Ich bin nur an einigen wenigen Stellen anderer Meinung, denn ich glaube die Wikipedia hat sich bereits als Instanz verselbständigt. Dass auch Individuen kein Garant für Qualität sind ist klar, aber es geht ja um den Glauben, dass das Kollektiv dies verhindern könnte.
Bei Blogs sieht er, denke ich, den Effekt der in Deutschland gerne „die Sau durchs Dorf treiben“ genannt wird als größte Gefahr. Denn gehört wird in diesen Momenten nur der Lärm der Kläger, die Stimme des Angeklagten ist so gut wie nicht vorhanden. Genau dafür, dass nämlich alle Gehör finden, sollte aber z.B. eine funktionierende Demokratie sorgen.
Ich hoffe aber, siehe oben, dass Blogs mehr sein werden. Dafür ist aber individuellere Themenwahl nötig, und viele Blogs verlinken sich nur hin und her, die Themen entstehen aus sich selbst heraus. Das meint Lanier. Glaube ich. :)
Kennst du das Buch „Die Weisheit der Vielen“ von James Surowiecki? Das Buch untersucht, wann eine grosse Gruppe von Laien bessere Entscheidungen treffen kann als einzelne Experten. Voraussetzung: jedes Individuum der Gruppe muss unabhängig von den anderen urteilen können, die Gruppe muss ausreichend diversifiziert und dezentralisiert sein. Und zudem müssen die Informationen aggregierbar sein – was bei journalistischer Arbeit schwierig sein dürfte.
http://www.amazon.de/gp/product/3570006875/303-0502833-2771434?v=glance&n=299956
Oh, Futter fürs Hirn! Danke für den Hinweis!
Lanier schreibt meiner Meinung nach zwar sehr gut, aber seine Gedankengänge gehen mir von einer zu kritiklosen Überlegenheit des Individuums aus.
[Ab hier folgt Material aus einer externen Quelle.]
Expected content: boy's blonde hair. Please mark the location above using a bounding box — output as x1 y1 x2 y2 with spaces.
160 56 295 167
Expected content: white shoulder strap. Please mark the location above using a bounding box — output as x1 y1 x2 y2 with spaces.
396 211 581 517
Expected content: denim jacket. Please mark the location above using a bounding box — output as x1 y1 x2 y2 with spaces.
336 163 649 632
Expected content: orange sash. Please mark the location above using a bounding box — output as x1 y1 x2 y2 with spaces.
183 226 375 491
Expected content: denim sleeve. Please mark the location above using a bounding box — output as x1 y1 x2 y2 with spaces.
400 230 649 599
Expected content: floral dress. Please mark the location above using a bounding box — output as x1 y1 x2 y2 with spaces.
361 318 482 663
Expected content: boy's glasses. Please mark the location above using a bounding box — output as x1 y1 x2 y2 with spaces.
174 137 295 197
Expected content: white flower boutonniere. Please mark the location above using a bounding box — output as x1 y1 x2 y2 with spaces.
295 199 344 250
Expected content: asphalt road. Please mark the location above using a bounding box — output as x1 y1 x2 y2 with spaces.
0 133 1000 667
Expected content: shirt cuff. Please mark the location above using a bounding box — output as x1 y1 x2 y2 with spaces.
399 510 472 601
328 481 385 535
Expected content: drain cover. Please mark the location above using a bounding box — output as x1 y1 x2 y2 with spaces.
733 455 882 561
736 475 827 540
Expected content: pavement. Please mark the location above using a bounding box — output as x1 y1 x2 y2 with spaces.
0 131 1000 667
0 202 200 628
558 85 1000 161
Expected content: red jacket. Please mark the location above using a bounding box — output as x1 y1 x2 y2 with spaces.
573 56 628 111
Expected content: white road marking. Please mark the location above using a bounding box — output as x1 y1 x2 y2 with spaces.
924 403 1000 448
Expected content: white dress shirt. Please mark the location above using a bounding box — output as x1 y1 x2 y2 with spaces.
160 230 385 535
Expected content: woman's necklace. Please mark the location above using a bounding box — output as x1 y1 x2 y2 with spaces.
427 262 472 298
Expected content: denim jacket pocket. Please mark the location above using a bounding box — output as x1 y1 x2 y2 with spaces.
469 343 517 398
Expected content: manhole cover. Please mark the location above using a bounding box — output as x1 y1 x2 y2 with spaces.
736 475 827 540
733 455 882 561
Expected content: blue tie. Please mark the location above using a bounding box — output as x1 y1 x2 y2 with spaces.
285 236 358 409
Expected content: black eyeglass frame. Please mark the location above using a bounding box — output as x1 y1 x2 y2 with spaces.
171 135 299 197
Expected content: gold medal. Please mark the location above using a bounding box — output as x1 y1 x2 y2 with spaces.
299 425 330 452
Der Individualismus, mit dessen Vorstellungen und Werten wir heute so selbstverständlich umgehen und den Lanier dem Kollektivismus gegenüberstellt, ist auch noch keine 300 Jahre alt und ein Produkt der Renaissance.
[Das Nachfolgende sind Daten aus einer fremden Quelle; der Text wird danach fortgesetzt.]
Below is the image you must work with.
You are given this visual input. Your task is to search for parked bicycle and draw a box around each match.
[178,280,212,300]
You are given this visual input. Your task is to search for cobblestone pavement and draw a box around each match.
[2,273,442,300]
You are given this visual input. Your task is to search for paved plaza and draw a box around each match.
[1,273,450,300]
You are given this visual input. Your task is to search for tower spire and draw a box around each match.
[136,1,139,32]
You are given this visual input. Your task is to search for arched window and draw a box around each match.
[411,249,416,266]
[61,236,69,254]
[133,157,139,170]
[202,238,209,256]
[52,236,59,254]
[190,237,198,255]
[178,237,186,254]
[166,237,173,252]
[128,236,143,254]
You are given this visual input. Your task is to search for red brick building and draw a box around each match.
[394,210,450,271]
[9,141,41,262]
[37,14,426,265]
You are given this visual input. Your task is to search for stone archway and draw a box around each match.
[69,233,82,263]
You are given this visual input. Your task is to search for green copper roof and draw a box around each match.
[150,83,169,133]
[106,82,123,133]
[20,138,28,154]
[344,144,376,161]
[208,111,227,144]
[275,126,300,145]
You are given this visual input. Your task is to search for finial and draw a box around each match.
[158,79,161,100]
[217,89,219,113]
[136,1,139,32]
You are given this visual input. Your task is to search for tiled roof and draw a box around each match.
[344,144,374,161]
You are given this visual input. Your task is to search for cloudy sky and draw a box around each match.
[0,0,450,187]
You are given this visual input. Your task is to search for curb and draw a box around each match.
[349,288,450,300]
Ich glaube Laniers Text ist vor allem eine Reaktion auf die technologischen Gesellschaftsutopien, die gerade Leute wie Rheingold, Rushkoff und auch andere haben. Damit sind seine Ausführungen vor allem als Dämpfer in diese Richtung gedacht, vermute ich mal. Etwas ähnliches hat er vor einiger Zeit übrigens mit den Leuten gemacht, die vergleichbare Utopien auf der Grundlage von Künstlicher Intelligenz und Robotik gezeichnet haben. Auch hier argumentierte er vom Standpunkt eines überlegenen Individualismus.
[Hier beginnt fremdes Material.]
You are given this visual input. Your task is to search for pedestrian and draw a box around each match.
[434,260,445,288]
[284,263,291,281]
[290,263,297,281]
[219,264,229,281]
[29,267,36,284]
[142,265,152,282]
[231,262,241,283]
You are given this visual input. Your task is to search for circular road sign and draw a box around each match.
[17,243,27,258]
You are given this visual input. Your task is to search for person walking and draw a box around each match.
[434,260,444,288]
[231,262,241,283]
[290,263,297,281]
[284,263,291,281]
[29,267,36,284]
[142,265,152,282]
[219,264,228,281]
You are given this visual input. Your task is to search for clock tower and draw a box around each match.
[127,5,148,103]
Ich gehe auch davon aus, dass er hier bewusst eine Bremse sein will, daher das Elche-Zitat, aber ich finde dieses Bremsen zwischendurch mal ganz wichtig. Ich tippe seit einigen Tagen an einem Text zu diesem ganzen YouTube- und MySpace-Krams, aber ich bekomme das nicht so auf den Punkt wie er und schwimme immer zwischen den Polen hin und her. Ein guter Text darf (muss?) auch polarisieren, finde ich, speziell in einem Blog, das macht die Kommentardiskussion sinnvoller.
Douglas Rushkoffs Überlegungen zur Open Source Democracy gibts übrigens kostenlos beim Projekt Gutenberg und ergänzt Surowieckis Überlegungen, die sich ja eher um Organisationen und Gemeinschaften drehen, um eine politische Dimension.
die kernfrage, die lanier in diesem text nur andeutet, ist die der kritiklosen annahme von informationen unterstützt durch eine fiktive kompetenz. die ist jedoch weder neu noch ausschließlich digital.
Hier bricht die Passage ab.